Il “fenomeno Beppe Grillo” è chiaro occupi lo spazio lasciato da una politica, che ha paralizzato il Paese e il suo sviluppo tramite un’alternanza bipolare ventennale che da un lato ha mantenuto il tradizionale orientamento atlantico e capitalista dell’Italia e dall’altro ha realizzato gli interessi personali dei politici che lo animavano. E’ chiaro che in un clima di sfiducia politica popolare come quello attuale, personaggi e slogan “antipolitici” fanno effetto non poco sulla gente comune. Al di là di questo, però, Grillo non ha una linea programmatica per governare. Grillo attacca furbescamente i mali prodotti dal sistema capitalista, ma si guarda bene dal citare i veri centri nevralgici che condizionano il mondo tra cui i la grande finanza e le grandi banche (Goldman Sachs, City group, Jp morgan, Bnp, Deustche Bank …), le grandi multinazionali petrolifere (Shell, Exon, Chevron, Bp, Total, Repsol …), l’imperialismo militare di Washington e della Nato.
Il messaggio di Grillo in realtà può essere molto nocivo, in quanto attacca indiscriminatamente la politica senza distinzione, additandola come un male assoluto e obsoleto, in tal mondo favorisce idee che convincono le masse di potersi gestire da sé senza avanguardie che le guidino.

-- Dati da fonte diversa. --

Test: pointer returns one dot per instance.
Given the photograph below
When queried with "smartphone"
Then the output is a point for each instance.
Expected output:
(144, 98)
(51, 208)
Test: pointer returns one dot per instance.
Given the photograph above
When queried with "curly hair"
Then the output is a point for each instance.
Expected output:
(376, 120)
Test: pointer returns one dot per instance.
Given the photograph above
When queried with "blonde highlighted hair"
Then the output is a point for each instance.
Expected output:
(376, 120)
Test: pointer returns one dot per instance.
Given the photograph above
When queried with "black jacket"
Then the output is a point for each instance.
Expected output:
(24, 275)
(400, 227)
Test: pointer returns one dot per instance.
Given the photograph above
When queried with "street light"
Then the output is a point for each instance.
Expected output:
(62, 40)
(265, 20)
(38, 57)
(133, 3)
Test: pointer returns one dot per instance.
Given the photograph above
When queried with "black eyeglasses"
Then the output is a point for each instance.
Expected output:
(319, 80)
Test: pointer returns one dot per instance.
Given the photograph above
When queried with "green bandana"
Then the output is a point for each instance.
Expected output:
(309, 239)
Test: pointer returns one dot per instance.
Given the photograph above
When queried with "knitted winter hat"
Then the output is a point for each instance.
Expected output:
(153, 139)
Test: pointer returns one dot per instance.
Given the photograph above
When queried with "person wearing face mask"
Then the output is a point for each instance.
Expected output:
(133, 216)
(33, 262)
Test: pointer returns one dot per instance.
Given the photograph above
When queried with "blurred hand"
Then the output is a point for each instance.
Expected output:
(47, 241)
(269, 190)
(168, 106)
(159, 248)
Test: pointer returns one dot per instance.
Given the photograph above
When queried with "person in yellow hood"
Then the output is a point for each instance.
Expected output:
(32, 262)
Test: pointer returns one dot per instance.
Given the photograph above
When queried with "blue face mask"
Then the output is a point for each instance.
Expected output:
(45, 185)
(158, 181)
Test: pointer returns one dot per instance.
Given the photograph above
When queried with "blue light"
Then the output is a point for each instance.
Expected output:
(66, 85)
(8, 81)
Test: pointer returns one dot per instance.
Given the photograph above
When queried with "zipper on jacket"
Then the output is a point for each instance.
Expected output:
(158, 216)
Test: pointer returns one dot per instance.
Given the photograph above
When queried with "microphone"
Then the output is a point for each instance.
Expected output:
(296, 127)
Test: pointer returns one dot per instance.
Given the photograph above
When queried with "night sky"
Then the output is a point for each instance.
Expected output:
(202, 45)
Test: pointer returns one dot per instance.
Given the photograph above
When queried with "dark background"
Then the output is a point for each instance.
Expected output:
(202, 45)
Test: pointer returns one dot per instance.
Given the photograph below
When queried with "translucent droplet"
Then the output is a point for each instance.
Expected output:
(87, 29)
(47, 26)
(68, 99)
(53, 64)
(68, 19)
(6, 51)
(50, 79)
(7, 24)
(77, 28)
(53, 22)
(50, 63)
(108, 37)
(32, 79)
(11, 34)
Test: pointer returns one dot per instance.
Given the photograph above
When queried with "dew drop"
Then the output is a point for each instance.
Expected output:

Insomma non sarebbe necessario per la guida di un Paese un partito politico e basterebbe un autogestione popolare. Grillo dunque è un’ottima soluzione per il dominio di Washington e della BCE, rappresenta una valvola di sfogo per persone che non ce la fanno più senza lavoro o diritti sociali, oberati da tasse e debiti. Persone che anziché ribellarsi al vero potere dominante, seguono questo show-man credendo ancora di poter cambiare le cose attraverso il parlamentarismo, i referendum, modificando le istituzioni del grande capitale e delle banche. Beppe Grillo, in sintesi, potrebbe presto rivelarsi quale utile strumento di distrazione delle masse, funzionale ai poteri forti.